Je me contente de décrire les hommes et les femmes tels qu'ils sont. C'est la société qui les fait ainsi, pas ma plume. Un journaliste, lui, y ajoute ses préjugés. Il jauge les êtres à l'aune de ce qu'il aimerait être lui-même. Il lui faut moraliser pour habiller sa prose de vertu. Trop de journalistes se lassent de leur métier. Plus ils avancent en âge, plus ils tournent à l'aigre. La contemplation quotidienne des petites crapuleries de chacun les pousse au scepticisme, à l'ennui. Ils ne croient pas à la rédemption de l'homme. Pour eux, la nature humaine est soit immuable soit condamnée à n'évoluer qu'en mal.
Manquer de confiance en soi est l'un des supplices les plus raffinés que peut imposer le Créateur.
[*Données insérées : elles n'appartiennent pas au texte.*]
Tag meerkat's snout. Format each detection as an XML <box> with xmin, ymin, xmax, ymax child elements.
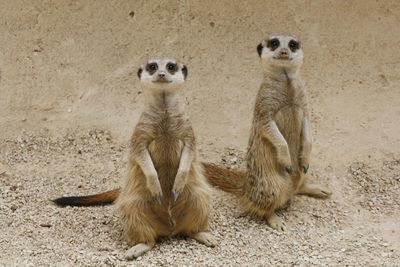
<box><xmin>257</xmin><ymin>34</ymin><xmax>303</xmax><ymax>67</ymax></box>
<box><xmin>278</xmin><ymin>48</ymin><xmax>289</xmax><ymax>59</ymax></box>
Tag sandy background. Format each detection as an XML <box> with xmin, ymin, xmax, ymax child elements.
<box><xmin>0</xmin><ymin>0</ymin><xmax>400</xmax><ymax>266</ymax></box>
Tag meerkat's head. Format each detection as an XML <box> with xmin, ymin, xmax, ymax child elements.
<box><xmin>137</xmin><ymin>58</ymin><xmax>188</xmax><ymax>93</ymax></box>
<box><xmin>257</xmin><ymin>34</ymin><xmax>303</xmax><ymax>68</ymax></box>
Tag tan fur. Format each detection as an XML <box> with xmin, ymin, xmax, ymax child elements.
<box><xmin>205</xmin><ymin>35</ymin><xmax>331</xmax><ymax>231</ymax></box>
<box><xmin>115</xmin><ymin>59</ymin><xmax>215</xmax><ymax>258</ymax></box>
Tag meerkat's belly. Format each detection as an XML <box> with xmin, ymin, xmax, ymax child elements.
<box><xmin>149</xmin><ymin>136</ymin><xmax>183</xmax><ymax>192</ymax></box>
<box><xmin>275</xmin><ymin>106</ymin><xmax>304</xmax><ymax>169</ymax></box>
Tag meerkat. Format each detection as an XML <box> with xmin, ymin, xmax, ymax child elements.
<box><xmin>55</xmin><ymin>34</ymin><xmax>332</xmax><ymax>231</ymax></box>
<box><xmin>54</xmin><ymin>59</ymin><xmax>216</xmax><ymax>259</ymax></box>
<box><xmin>234</xmin><ymin>34</ymin><xmax>331</xmax><ymax>231</ymax></box>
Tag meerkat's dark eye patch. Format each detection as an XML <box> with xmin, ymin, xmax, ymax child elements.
<box><xmin>146</xmin><ymin>62</ymin><xmax>158</xmax><ymax>75</ymax></box>
<box><xmin>289</xmin><ymin>40</ymin><xmax>300</xmax><ymax>52</ymax></box>
<box><xmin>267</xmin><ymin>38</ymin><xmax>281</xmax><ymax>51</ymax></box>
<box><xmin>137</xmin><ymin>68</ymin><xmax>143</xmax><ymax>79</ymax></box>
<box><xmin>182</xmin><ymin>65</ymin><xmax>187</xmax><ymax>80</ymax></box>
<box><xmin>167</xmin><ymin>62</ymin><xmax>178</xmax><ymax>74</ymax></box>
<box><xmin>257</xmin><ymin>43</ymin><xmax>264</xmax><ymax>57</ymax></box>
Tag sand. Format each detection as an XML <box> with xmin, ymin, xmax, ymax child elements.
<box><xmin>0</xmin><ymin>0</ymin><xmax>400</xmax><ymax>266</ymax></box>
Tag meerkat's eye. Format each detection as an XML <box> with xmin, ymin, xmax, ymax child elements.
<box><xmin>267</xmin><ymin>38</ymin><xmax>281</xmax><ymax>51</ymax></box>
<box><xmin>167</xmin><ymin>62</ymin><xmax>178</xmax><ymax>74</ymax></box>
<box><xmin>289</xmin><ymin>40</ymin><xmax>300</xmax><ymax>52</ymax></box>
<box><xmin>146</xmin><ymin>62</ymin><xmax>158</xmax><ymax>74</ymax></box>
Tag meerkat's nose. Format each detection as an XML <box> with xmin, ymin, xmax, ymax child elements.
<box><xmin>280</xmin><ymin>48</ymin><xmax>289</xmax><ymax>56</ymax></box>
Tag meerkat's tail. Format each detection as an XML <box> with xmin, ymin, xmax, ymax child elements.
<box><xmin>202</xmin><ymin>162</ymin><xmax>247</xmax><ymax>196</ymax></box>
<box><xmin>53</xmin><ymin>188</ymin><xmax>120</xmax><ymax>207</ymax></box>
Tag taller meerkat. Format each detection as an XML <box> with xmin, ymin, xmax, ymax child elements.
<box><xmin>54</xmin><ymin>59</ymin><xmax>216</xmax><ymax>259</ymax></box>
<box><xmin>116</xmin><ymin>59</ymin><xmax>215</xmax><ymax>258</ymax></box>
<box><xmin>234</xmin><ymin>34</ymin><xmax>331</xmax><ymax>230</ymax></box>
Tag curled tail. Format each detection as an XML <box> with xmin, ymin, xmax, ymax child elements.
<box><xmin>53</xmin><ymin>188</ymin><xmax>120</xmax><ymax>207</ymax></box>
<box><xmin>202</xmin><ymin>162</ymin><xmax>247</xmax><ymax>196</ymax></box>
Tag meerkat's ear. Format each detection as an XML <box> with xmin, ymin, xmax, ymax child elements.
<box><xmin>257</xmin><ymin>42</ymin><xmax>264</xmax><ymax>57</ymax></box>
<box><xmin>137</xmin><ymin>68</ymin><xmax>143</xmax><ymax>79</ymax></box>
<box><xmin>182</xmin><ymin>65</ymin><xmax>187</xmax><ymax>80</ymax></box>
<box><xmin>257</xmin><ymin>42</ymin><xmax>264</xmax><ymax>57</ymax></box>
Huit heures sonnaient, en ce 3 octobre 1884. Le jour se levait tout juste. La grille de l'usine à peine franchie, Victor se retrouva épouvantablement seul. Les derniers ouvriers se hâtaient de gagner les usines qui ne fonctionnaient pas en service de nuit, les premiers commerçants levaient leurs rideaux de fer. En quelques minutes, les rues se vidèrent. Une nouvelle journée commençait, et chacun y trouvait sa place. Chacun, sauf Victor qui cheminait lentement, sans but. Il entrevit à cet instant le nouveau rôle qui allait être le sien : celui de spectateur. De lui-même, des autres. Il n'en voulait pas.
Depuis l'enfance, il avait appris à se regarder passer, comme du haut d'un balcon. Il ne jugeait jamais, balançait souvent entre une opinion et son antithèse, se mettait facilement à la place de son contradicteur, estimait qu'il y avait du vrai partout et qu'au fond, rien n'avait d'importance.